Thursday, February 21, 2013

Play to win or to have fun

As a coach this has been very difficult for me. I coach two youth teams U14 and U16 Boys.  They play in a league and recently they played in the Northeast Regional Futsal tournament.

We all try to teach the kids that we all play for fun, but is it really for fun?  When there is a trophy for the best team and when we have playoffs and semi finals and final games then how can we tell the kids to just play for fun?

At the regional tournament we played against teams from NH, NY and MA.  The games were very heated and very exciting. We lost the final game and till today ( after 30 days ) the players of the team are still upset!  Is this fun???

What is the job of the coach to teach the player go there and have fun or go there to win or….


  1. My style is to try to focus the kids on doing their best, and to try to make the practices fun - even the drills. Then the outcome is what it is, but if they tried hard and did their best, they can be satisfied (if not happy) even with a loss. I think this helps players who are prone to psych themselves out under the pressure of _trying_ to win. They should always be just going out and doing their thing.

    It also lets me put the same expectations on all players, despite differences in skill/speed. The more gifted ones don't get to coast on their (current) relatively superior performance, they get pushed to work hard and improve also.

    1. I have the discussion on LinkedIn also and Mike Pireddu from Italy ( Futsal coach ) says :

      As a coach, your goal is to teach your players the game: with the game I mean the tecnique specially, and from the age of 12-13 start also with the tactic approach.
      Respect of themselves and for the opponent is also mandatory.
      Winning doesn't mean anything if it comes from a lucky play or from only an individual act. If winning comes from an application of what you teached them.. this is a real win.

      And about the fun.. is really more fun for the kids to learn and play as a team, and see they become stronger every day instead of "only" winning games (normally if this is the approach only few player are involved in the game).

      So if you have to choose, I will say have fun, and having it you will also win ;)

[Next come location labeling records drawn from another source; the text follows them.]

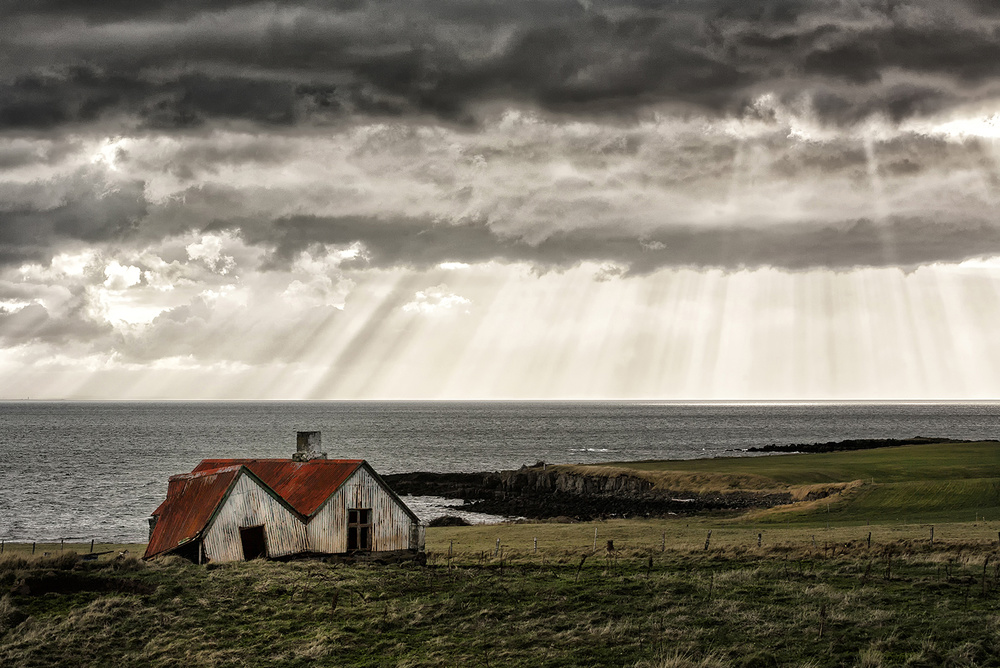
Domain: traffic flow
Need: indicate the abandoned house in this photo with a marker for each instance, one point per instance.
(235, 509)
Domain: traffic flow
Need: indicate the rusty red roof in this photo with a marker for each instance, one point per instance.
(191, 501)
(304, 485)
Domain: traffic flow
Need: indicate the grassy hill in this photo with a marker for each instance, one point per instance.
(950, 482)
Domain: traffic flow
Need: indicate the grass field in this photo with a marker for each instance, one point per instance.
(934, 483)
(901, 567)
(901, 602)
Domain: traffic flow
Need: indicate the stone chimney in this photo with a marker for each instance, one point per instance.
(307, 444)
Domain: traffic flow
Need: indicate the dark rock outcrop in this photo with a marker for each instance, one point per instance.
(541, 492)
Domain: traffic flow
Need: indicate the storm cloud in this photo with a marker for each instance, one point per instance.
(370, 187)
(179, 65)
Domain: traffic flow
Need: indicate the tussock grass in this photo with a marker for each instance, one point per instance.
(785, 605)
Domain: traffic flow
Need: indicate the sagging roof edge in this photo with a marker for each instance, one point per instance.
(243, 470)
(304, 519)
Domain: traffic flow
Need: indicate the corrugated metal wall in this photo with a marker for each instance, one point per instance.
(390, 523)
(250, 505)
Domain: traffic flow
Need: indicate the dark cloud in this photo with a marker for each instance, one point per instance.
(182, 64)
(35, 324)
(37, 218)
(897, 241)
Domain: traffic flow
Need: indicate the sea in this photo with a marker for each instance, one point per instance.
(82, 471)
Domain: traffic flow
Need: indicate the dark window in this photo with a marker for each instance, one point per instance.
(254, 545)
(359, 529)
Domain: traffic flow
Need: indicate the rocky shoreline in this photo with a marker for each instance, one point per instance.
(544, 492)
(552, 492)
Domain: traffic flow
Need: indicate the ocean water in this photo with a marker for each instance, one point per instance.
(82, 470)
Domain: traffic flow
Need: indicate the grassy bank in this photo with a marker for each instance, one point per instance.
(933, 483)
(898, 565)
(900, 603)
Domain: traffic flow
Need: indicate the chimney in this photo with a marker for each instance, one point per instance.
(307, 444)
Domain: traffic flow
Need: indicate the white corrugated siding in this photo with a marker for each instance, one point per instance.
(250, 505)
(390, 523)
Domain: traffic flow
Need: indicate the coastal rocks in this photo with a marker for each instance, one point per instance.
(542, 492)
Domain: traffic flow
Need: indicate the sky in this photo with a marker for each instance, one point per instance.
(516, 199)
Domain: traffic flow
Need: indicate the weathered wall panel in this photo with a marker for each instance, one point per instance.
(250, 505)
(391, 525)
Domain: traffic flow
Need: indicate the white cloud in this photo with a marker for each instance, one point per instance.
(121, 277)
(209, 251)
(437, 299)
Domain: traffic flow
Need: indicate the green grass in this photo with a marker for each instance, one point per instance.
(932, 483)
(918, 606)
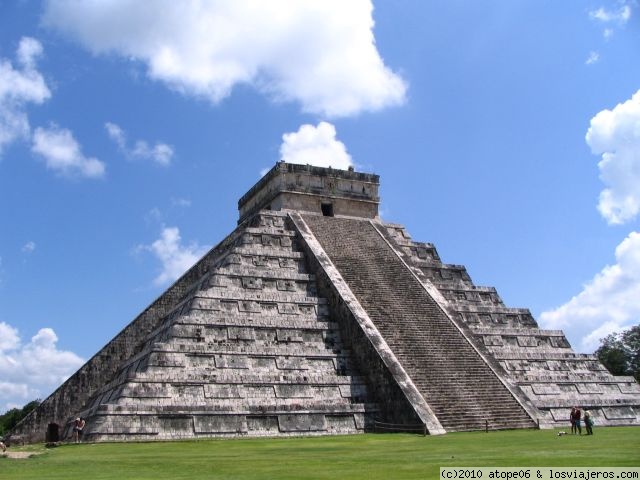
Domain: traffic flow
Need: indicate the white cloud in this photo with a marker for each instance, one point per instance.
(19, 88)
(315, 146)
(29, 247)
(615, 135)
(607, 303)
(321, 54)
(621, 16)
(161, 153)
(176, 258)
(34, 369)
(612, 18)
(592, 58)
(63, 154)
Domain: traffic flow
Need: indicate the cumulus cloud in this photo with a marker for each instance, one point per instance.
(606, 304)
(174, 257)
(63, 154)
(32, 370)
(315, 146)
(160, 153)
(615, 135)
(611, 18)
(18, 88)
(620, 16)
(320, 54)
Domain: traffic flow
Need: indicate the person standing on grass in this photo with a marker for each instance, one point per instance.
(578, 416)
(588, 422)
(78, 426)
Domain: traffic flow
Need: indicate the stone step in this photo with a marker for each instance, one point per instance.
(441, 362)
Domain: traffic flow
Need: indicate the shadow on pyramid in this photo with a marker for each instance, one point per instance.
(314, 317)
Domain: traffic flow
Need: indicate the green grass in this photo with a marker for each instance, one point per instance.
(368, 456)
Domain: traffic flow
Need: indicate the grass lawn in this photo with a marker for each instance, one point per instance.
(367, 456)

  2. Another view from Luis Arreola on LinkedIn

    All we have to do is look at Academies to get this answer as far as majority goes. Most "serious" top clubs look to mirror that model in hopes of one day achieving "Academy" status. It's win, win, win and most times at the player's development expense. Most Parents buy into winning, a "structured" environment, rankings, etc. before they do development. They think they go hand in hand. We should be seeing the very best local players being developed in these Academies since they are U8 & team rankings should not be in their vocabulary at U9-U14. I see the complete opposite. I see the best players coming out of small clubs at U10-U15. Why is this? If Top clubs aren't developing these players is it really a good idea to promote them as the next level of play? I side tracked a little but if this is the model we must look up to then how do we ever truly focus on development, in general? If we really want to develop first we : 1. Limit our rosters for Max play time (3 subs). 2. We play league games as if they were organized scrimmages, if you do this you limit the stress of winning and therefore your players will want to play more soccer on the weekends ( more scrimmages or pickup ). 3. We always play our best 2-4 players up an age or 2 to further challenge them. 4. We encourage dribbling, skill, creativity over defense. 5. We dont waste training time teaching set plays until U14. 6. We rank clubs on player's individual achievements and not team wins. 7. We train 4-5 times a week. 8. Play more than 1 game a weekend, depending on the age group. U8-U11- as much as possible, U12-U14- 1-2 a weekend with a few pickup games, U15 and up 1 "Full" game a weekend. It amazes me that we teach are kids to sub in and out of a soccer game like it was hockey when FIFA rules only permit 3 subs per game total. Why? $$$. We roster 12-14 kids at U8-U10. Why?? $$. We win to get ranked. WHy? $$. We scholarship top players to win and not develop. Why? To win and to make people think you developed them. Why? $$.

  3. I really like Luis's view. Completely different but I believe to some level its true. At some level the $$ ha more weight than youth having fun and development; for youth !

  4. Yah, Luis explains the bigger system issues that your question is embedded in very well.

    But "development" focus does not always yield "fun" either. I was assistant coach for the top girls' team in town for several years, then was head coach of a mid-level team for several more. The athletic ability of the top players allowed them to master foot skills and complex drills quickly, to their enjoyment. The mid-level players could not do nearly as well, so the same exercises brought them frustration and disappointment - not fun.

    If I focused only on rewarding "dribbling, skill, creativity", that would work very well for the best players, but it would yield meager results for the less physically gifted. Instead, I also challenged them, and rewarded, other qualities, like position awareness as plays developed, tenacity, and cooperation. These could be developed in any player, even ones that are less athletic, and they could feel good about mastering them.